Most institutions leave this type of data on the table.  It remains anecdotal; the stuff of staff meetings and lunchrooms.  There are several factors for this:

  1. The first might be the word data itself. Data has a mathematical aura that is often segregated to certain fields, like finance and technology. Going into roll call at security, you might seem incredibly radical to ask security to track their “data”. Solution: There needs to be wider understanding across the field of data and the possible sources.

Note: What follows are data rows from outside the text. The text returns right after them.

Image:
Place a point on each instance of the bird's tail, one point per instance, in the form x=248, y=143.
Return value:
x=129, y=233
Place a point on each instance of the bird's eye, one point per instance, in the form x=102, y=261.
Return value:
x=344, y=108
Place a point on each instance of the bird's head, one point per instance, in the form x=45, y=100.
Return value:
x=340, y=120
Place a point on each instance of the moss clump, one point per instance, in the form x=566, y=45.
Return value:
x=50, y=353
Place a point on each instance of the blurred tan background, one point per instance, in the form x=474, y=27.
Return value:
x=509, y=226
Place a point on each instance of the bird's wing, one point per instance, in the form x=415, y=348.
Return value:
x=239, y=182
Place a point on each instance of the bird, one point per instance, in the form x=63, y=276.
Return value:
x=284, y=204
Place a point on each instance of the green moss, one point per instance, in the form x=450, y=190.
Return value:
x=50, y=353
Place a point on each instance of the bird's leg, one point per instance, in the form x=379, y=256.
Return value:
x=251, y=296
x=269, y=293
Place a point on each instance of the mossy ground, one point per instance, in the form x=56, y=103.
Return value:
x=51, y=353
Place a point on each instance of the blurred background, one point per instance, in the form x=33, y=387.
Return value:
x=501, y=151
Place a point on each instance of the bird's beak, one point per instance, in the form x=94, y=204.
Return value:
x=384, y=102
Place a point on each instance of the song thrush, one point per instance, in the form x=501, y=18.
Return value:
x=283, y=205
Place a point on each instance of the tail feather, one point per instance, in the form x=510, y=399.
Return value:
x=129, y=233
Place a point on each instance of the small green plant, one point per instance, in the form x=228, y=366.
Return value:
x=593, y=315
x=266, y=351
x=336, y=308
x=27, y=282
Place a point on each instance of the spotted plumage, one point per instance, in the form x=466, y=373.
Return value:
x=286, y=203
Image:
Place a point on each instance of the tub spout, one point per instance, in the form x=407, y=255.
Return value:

  2. Data only exists if captured. Think about that for a minute. If you are not holding on to it & aggregated it,  there is no data.  Data collection takes time and resources. You need to have tools for collection. You need to train people. Solution: Institutions need to reallocate expectations to change the culture of data.
  3. Data use needs to start with a goal. Right now, many institutions are in the peer pressure phase of data collection; collecting because everyone is doing it. Rather than employing the scientific method that underlies so much of the work of our field, they don’t collect with a goal or thesis in mind. Without a goal, it sure is hard to make a roadmap to that endpoint. Basically, institutions are often wandering in the weed fields of data. Solution: Data literacy needs to include clear education on goal setting.

Making data a part of institutional culture might seem costly, and it would be, but think of this.  There are many members of the museums staff who spend the bulk of their time with visitors, including guards, teaching artists, and visitor experience professional.  Collectively, this is the sector of the museum who tracks the least amount of data.  If you asked any one of them, if they’ve noticed a challenge finding the restroom, they would be able to tell you immediately.  This is also one of the most transient members of our staffing.  They might move up in the field or move out of it.  Either way, their observations remain anecdotes—basically little data.  In order words, institutions throw away what could have been the most valuable data on their clients every day.